Chasing isotope ‘ghosts’
Where do Slender-billed Curlews breed?
RSPB Centre for Conservation Science, U.K.
with input from
Alex Bond, Nicola Crockford
RSPB Centre for Conservation Science, U.K.
Wildfowl & Wetlands Trust, U.K.
Biodiversity and Ecosystem Research Group, Institute of Landscape Ecology, Münster University, Germany
British Trust for Ornithology, U.K.
The potential breeding range of Slender-billed Curlew Numenius tenuirostris identified from stable-isotope analysis. Buchanan, G.M., Bond, A.L., Crockford, N.J., Kamp, J., Pearce-Higgins, J.W. & Hilton, G. 2017. Bird Conservation International. DOI: 10.1017/S0959270916000551. VIEW
The critically endangered Slender-billed Curlew, Numenius tenuirostris, is perhaps the most enigmatic species of the western Palaearctic region. It was formerly a widespread winter visitor to the Mediterranean basin and other areas of North Africa and the Middle East. The reason for its decline has always been unclear, but it was suggested that the species was becoming less abundant by the early 20th century.
There have been no unequivocal records since 1995, yet every few years there are intriguing reports of possible sightings. Finding any remaining birds is without doubt the greatest priority. Only then can conservation measures be initiated. It is also perhaps the most sought after species for birders in the western Palaearctic. Recently, a huge volunteer effort saw large parts of the species’ historical non-breeding range surveyed (Crockford & Buchanan 2017). Despite counting of over half a million birds at over 680 sites, none of the surveyors saw a slender-billed curlew. However, the non breeding range is vast, and birds might have been overlooked.
The breeding ecology of the species is practically unknown. Only a handful of nests are known about, and these come from observations by a single observer, V.E. Ushakov. He reported finding nests near the town of Omsk in southern Russia (see map below). Subsequent searches around this area have failed to locate evidence of breeding Slender-billed Curlews. There remained doubt as to whether these were indeed the core breeding areas for the species.
Field searches for the breeding sites of what is clearly now an extremely rare bird, across the vastness of western Siberia, seemed like an expensive and futile exercise. An alternative approach was needed. In 2003, the RSPB, working with colleagues in Russia and Kazakhstan, embarked on a project to identify what might have been the breeding areas of the species, using stable-isotope analysis to identify candidate breeding areas (Buchanan et al). The ratios of naturally occurring stable isotopes in the environment (e.g. 15N vs 14N, 13C vs 12C) vary geographically (and between habitats).
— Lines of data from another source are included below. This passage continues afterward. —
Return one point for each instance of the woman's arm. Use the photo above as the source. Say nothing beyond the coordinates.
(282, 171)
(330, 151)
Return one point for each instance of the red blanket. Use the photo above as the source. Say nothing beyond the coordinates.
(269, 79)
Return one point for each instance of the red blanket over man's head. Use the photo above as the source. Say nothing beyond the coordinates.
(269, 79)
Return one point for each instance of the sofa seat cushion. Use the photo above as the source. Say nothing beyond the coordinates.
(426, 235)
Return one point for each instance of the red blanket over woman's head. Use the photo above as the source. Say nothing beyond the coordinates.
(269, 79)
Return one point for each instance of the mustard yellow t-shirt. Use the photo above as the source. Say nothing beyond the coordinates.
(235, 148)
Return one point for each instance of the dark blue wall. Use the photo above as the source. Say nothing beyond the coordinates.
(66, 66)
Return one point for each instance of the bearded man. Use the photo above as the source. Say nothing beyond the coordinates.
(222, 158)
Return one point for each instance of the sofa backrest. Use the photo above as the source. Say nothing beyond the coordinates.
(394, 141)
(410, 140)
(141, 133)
On the basis that ‘you are what you eat’, the stable isotope ratios in the tissues of animals reflect those of the environment in which they grew those tissues: they become a chemical signature of the location or habitat which the animal was living in. In the case of continuously regenerating tissues, like blood, liver or muscle, the stable isotope signature is continually ‘updated’ as the tissue is recycled, so they tend to reflect the animal’s recent location. By contrast, bird feathers are inert once grown, and so fix the isotopic signature of the place in which they grew, even if the bird moves elsewhere. In recent years, this phenomenon has been used to identify unknown features of birds’ geographic ranges: if you can catch your bird in winter and test the isotope ratios of one of its summer-grown feathers, you can uncover the breeding grounds.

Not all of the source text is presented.